Sound Bites wake up the audience to the key headlines of your speech.
“Wake up.” More important in public speaking than reading. Audiences have more stimuli to react to and be influenced by, and more reasons to zone out during live listening. Hence a self-contained, well thought-through summary sentence can add immense value.
“Key headlines.” A principle of formal presenting, brought over to speaking. Our society is getting more and more wired to processing information in key, well-packaged tidbits.
Sound Bites can summarize a prior paragraph or two, or can be a summary sentence for the entire speech.
From the last lesson on Speed of Speech, if a Head of State speaks for 2 minutes, he or she would likely speak 150+ words.
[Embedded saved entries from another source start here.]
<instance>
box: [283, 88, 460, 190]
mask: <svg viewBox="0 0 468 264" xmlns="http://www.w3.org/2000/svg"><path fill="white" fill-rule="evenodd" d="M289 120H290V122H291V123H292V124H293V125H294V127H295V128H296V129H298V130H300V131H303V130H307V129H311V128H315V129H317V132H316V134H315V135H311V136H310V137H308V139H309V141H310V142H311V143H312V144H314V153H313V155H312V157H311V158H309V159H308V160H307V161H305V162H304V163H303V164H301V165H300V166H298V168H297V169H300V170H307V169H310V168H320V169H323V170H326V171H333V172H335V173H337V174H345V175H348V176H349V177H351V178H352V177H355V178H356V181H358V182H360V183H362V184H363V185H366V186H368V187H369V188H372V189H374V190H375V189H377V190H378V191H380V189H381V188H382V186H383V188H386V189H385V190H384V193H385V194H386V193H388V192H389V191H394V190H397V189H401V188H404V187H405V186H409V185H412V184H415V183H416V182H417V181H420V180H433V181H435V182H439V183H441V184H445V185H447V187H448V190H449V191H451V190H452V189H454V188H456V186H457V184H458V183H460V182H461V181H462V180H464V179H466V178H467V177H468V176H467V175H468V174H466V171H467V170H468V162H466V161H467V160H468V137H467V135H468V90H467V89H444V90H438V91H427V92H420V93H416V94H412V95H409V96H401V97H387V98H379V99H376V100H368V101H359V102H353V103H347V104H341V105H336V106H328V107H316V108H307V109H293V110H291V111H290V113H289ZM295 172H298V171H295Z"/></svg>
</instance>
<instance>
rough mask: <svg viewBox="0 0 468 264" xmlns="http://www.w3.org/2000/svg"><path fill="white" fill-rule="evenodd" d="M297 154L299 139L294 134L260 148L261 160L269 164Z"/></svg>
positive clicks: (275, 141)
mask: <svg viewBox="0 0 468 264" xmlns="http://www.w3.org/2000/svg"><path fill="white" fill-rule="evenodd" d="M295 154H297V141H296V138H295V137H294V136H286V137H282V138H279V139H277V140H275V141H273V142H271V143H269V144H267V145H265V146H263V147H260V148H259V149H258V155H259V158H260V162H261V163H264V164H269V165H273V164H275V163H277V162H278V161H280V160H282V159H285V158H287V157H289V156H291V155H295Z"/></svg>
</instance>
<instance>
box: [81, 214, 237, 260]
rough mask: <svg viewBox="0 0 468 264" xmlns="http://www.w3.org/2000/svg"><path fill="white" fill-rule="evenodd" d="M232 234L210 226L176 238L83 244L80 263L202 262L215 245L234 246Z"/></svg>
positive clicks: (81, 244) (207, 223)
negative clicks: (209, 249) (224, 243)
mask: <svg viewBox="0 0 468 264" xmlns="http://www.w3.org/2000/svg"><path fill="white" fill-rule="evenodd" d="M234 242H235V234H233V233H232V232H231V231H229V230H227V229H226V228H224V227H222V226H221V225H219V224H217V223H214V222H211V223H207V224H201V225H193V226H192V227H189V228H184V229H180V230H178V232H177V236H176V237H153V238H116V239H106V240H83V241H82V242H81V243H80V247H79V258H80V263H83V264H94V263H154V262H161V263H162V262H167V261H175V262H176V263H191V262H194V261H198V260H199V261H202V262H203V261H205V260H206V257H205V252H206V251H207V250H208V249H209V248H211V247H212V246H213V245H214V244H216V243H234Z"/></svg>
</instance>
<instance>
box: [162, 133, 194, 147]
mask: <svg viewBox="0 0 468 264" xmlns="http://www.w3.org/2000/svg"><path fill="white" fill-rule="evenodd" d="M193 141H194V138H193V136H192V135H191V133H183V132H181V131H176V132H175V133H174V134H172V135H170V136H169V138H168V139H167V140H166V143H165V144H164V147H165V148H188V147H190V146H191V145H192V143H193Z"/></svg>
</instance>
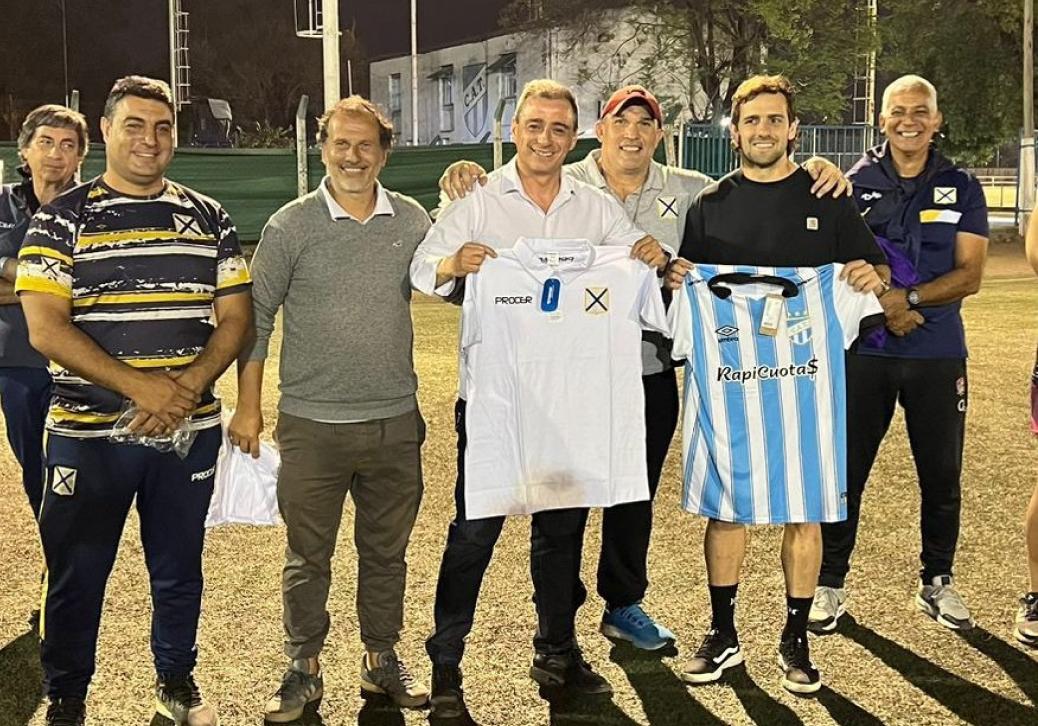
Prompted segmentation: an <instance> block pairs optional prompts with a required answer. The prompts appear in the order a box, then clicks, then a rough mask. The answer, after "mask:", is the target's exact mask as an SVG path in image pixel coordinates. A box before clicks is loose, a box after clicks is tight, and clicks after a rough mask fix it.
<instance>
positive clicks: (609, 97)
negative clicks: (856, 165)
mask: <svg viewBox="0 0 1038 726" xmlns="http://www.w3.org/2000/svg"><path fill="white" fill-rule="evenodd" d="M663 134H664V131H663V114H662V111H661V109H660V105H659V101H657V100H656V97H655V96H653V95H652V93H651V92H650V91H649V90H648V89H647V88H645V87H644V86H640V85H627V86H624V87H622V88H619V89H618V90H617V91H614V92H613V93H612V96H610V97H609V99H608V101H606V103H605V105H604V106H603V107H602V113H601V115H600V117H599V119H598V122H597V123H596V124H595V135H596V136H598V140H599V141H600V142H601V147H600V149H596V150H594V151H592V152H591V153H589V154H588V156H586V157H584V158H583V159H582V160H581V161H578V162H576V163H573V164H567V165H566V166H565V167H564V170H565V171H566V173H568V174H570V176H571V177H572V178H574V179H576V180H579V181H581V182H584V183H585V184H590V185H591V186H593V187H596V188H598V189H600V190H601V191H603V192H605V193H606V194H609V195H611V196H613V197H614V198H616V199H617V201H619V203H620V205H621V206H622V207H623V208H624V210H625V211H626V212H627V216H628V217H629V218H630V219H631V221H632V222H634V223H635V224H636V225H637V226H638V228H640V230H641V231H644V232H645V233H646V234H647V235H650V236H652V237H654V238H655V239H656V240H658V241H659V242H660V244H661V245H662V246H663V247H664V248H665V249H666V248H668V249H672V250H676V249H678V248H679V247H680V246H681V238H682V234H683V232H684V228H685V214H686V212H687V211H688V208H689V206H690V205H691V203H692V199H694V198H695V196H696V195H698V194H699V193H700V191H701V190H703V188H704V187H706V186H707V185H709V184H711V183H712V182H713V180H711V179H710V178H709V177H707V176H706V174H704V173H701V172H699V171H692V170H689V169H682V168H679V167H676V166H666V165H664V164H660V163H659V162H657V161H654V160H653V155H654V154H655V152H656V147H657V146H658V145H659V142H660V141H661V140H662V139H663ZM805 167H807V169H808V171H809V172H810V173H811V176H812V177H814V178H815V179H816V183H815V185H814V187H813V191H815V193H816V194H818V195H819V196H822V195H824V194H826V193H829V192H830V191H831V192H832V193H834V195H840V194H843V193H845V191H846V190H847V184H846V181H845V180H844V178H843V174H842V173H841V172H840V169H839V168H837V167H836V166H835V165H832V164H831V163H829V162H828V161H826V160H824V159H820V158H817V157H815V158H812V159H811V160H809V161H808V163H807V164H805ZM486 179H487V177H486V172H485V171H484V169H483V168H482V167H481V166H480V165H479V164H475V163H472V162H467V161H459V162H456V163H455V164H452V165H450V166H449V167H448V168H447V169H446V170H445V171H444V172H443V177H442V178H441V179H440V188H441V189H442V190H443V191H444V192H445V193H446V195H447V197H449V198H450V199H455V198H458V197H461V196H464V195H465V193H466V192H467V191H469V190H470V189H471V188H472V187H473V185H474V184H475V183H476V181H479V182H480V183H481V184H485V183H486ZM664 295H665V296H666V297H667V299H668V295H670V294H668V293H667V292H666V291H664ZM641 353H643V360H641V366H643V370H641V373H643V377H641V381H643V384H644V387H645V406H646V409H645V410H646V454H647V457H648V470H649V491H650V495H651V496H652V498H655V494H656V488H657V485H658V484H659V478H660V474H661V473H662V470H663V461H664V460H665V458H666V452H667V450H668V449H670V447H671V439H672V437H673V436H674V431H675V428H676V427H677V423H678V388H677V379H676V375H675V370H674V364H673V361H672V360H671V350H670V341H667V340H666V339H665V338H663V335H661V334H659V333H655V332H643V343H641ZM651 534H652V501H651V500H650V501H645V502H632V503H630V504H622V505H617V506H614V507H610V508H608V509H606V510H604V512H603V516H602V552H601V556H600V557H599V565H598V593H599V595H600V596H601V597H602V599H603V600H604V601H605V611H604V613H603V615H602V622H601V625H600V629H601V631H602V634H603V635H605V636H607V637H608V638H612V639H619V640H625V641H629V642H630V643H632V644H633V645H634V646H635V647H638V648H641V649H645V650H658V649H660V648H663V647H665V646H666V645H668V644H670V643H672V642H673V641H674V634H673V633H672V631H671V630H670V629H668V628H666V627H664V626H663V625H661V624H659V623H657V622H656V621H655V619H654V618H653V617H652V616H650V615H649V614H648V613H647V612H646V611H645V610H644V609H643V607H641V600H643V598H644V597H645V594H646V590H647V589H648V586H649V580H648V574H647V557H648V553H649V540H650V536H651Z"/></svg>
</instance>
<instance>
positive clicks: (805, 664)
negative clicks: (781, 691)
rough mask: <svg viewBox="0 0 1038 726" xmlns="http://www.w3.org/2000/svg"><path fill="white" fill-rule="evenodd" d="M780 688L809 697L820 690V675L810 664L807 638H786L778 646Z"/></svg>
mask: <svg viewBox="0 0 1038 726" xmlns="http://www.w3.org/2000/svg"><path fill="white" fill-rule="evenodd" d="M779 667H780V668H782V670H783V676H782V687H783V688H784V689H786V690H787V691H789V692H791V693H796V694H800V695H809V694H813V693H817V692H818V690H819V689H821V688H822V674H821V673H819V672H818V669H817V668H815V664H813V663H812V662H811V652H810V650H809V649H808V639H807V638H788V639H786V640H784V641H782V643H780V644H779Z"/></svg>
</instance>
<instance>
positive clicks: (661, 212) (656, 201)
mask: <svg viewBox="0 0 1038 726" xmlns="http://www.w3.org/2000/svg"><path fill="white" fill-rule="evenodd" d="M656 211H657V212H658V213H659V218H660V219H677V218H678V197H676V196H657V197H656Z"/></svg>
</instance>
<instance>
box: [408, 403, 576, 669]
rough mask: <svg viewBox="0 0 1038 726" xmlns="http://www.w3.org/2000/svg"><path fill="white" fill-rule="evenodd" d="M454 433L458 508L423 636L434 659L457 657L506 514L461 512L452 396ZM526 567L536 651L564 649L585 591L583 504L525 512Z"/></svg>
mask: <svg viewBox="0 0 1038 726" xmlns="http://www.w3.org/2000/svg"><path fill="white" fill-rule="evenodd" d="M455 430H456V431H457V433H458V479H457V482H456V484H455V506H456V508H457V513H456V515H455V518H454V521H452V522H450V529H449V531H448V532H447V544H446V549H444V552H443V560H442V562H441V563H440V573H439V579H438V581H437V583H436V604H435V607H434V619H435V629H434V631H433V635H432V636H430V637H429V639H428V640H427V641H426V651H427V652H428V653H429V657H430V658H431V660H432V662H433V663H434V664H435V665H453V666H457V665H458V664H460V663H461V658H462V655H463V653H464V650H465V637H466V636H468V634H469V633H470V631H471V629H472V622H473V619H474V617H475V603H476V599H477V598H479V596H480V587H481V586H482V585H483V575H484V573H485V572H486V571H487V566H488V565H489V564H490V558H491V556H492V555H493V554H494V545H495V544H496V543H497V537H498V536H499V535H500V533H501V527H502V526H503V525H504V517H503V516H501V517H488V518H485V519H467V518H466V517H465V446H466V438H465V402H464V401H461V400H459V401H458V403H457V404H455ZM531 519H532V521H531V527H530V538H529V539H530V574H531V575H532V579H534V597H535V601H536V603H537V618H538V625H537V635H536V636H535V637H534V647H535V648H536V650H537V651H538V652H544V653H562V652H567V651H569V650H570V649H572V648H573V646H574V645H575V644H576V639H575V637H574V619H575V617H576V612H577V610H578V609H579V608H580V606H581V604H583V602H584V600H585V599H586V597H588V591H586V590H585V589H584V587H583V585H582V584H581V582H580V557H581V554H582V549H583V533H584V526H585V525H586V523H588V509H584V508H581V509H553V510H549V511H545V512H538V513H536V514H534V515H532V517H531Z"/></svg>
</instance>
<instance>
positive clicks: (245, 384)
mask: <svg viewBox="0 0 1038 726" xmlns="http://www.w3.org/2000/svg"><path fill="white" fill-rule="evenodd" d="M264 366H265V365H264V361H263V360H248V359H246V357H245V356H244V355H242V356H239V358H238V407H239V408H248V409H251V410H260V408H261V407H262V403H263V373H264Z"/></svg>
What’s going to make it on national TV news at the end of the day, are just a few key sentences or phrases. You cannot cut and patch words from separate sentences here. Hence, it is important to think about sound bites beforehand as editable, replayable pieces too.
Good speeches have a good number of of Sound Bites. We see powerful sound bites in virtually every “Minutes of Magic” speech.
Sound Bites are even more important when you are writing to be heard, vs writing to be read. For the latter, you have more creative liberties, and the reader can return back to a section. In a live speech, that is not possible. And even in a video recording, people are generally not inclined to rewind if they have missed something.
Start to identify and jot key sound bites in various speeches in this collection of speeches.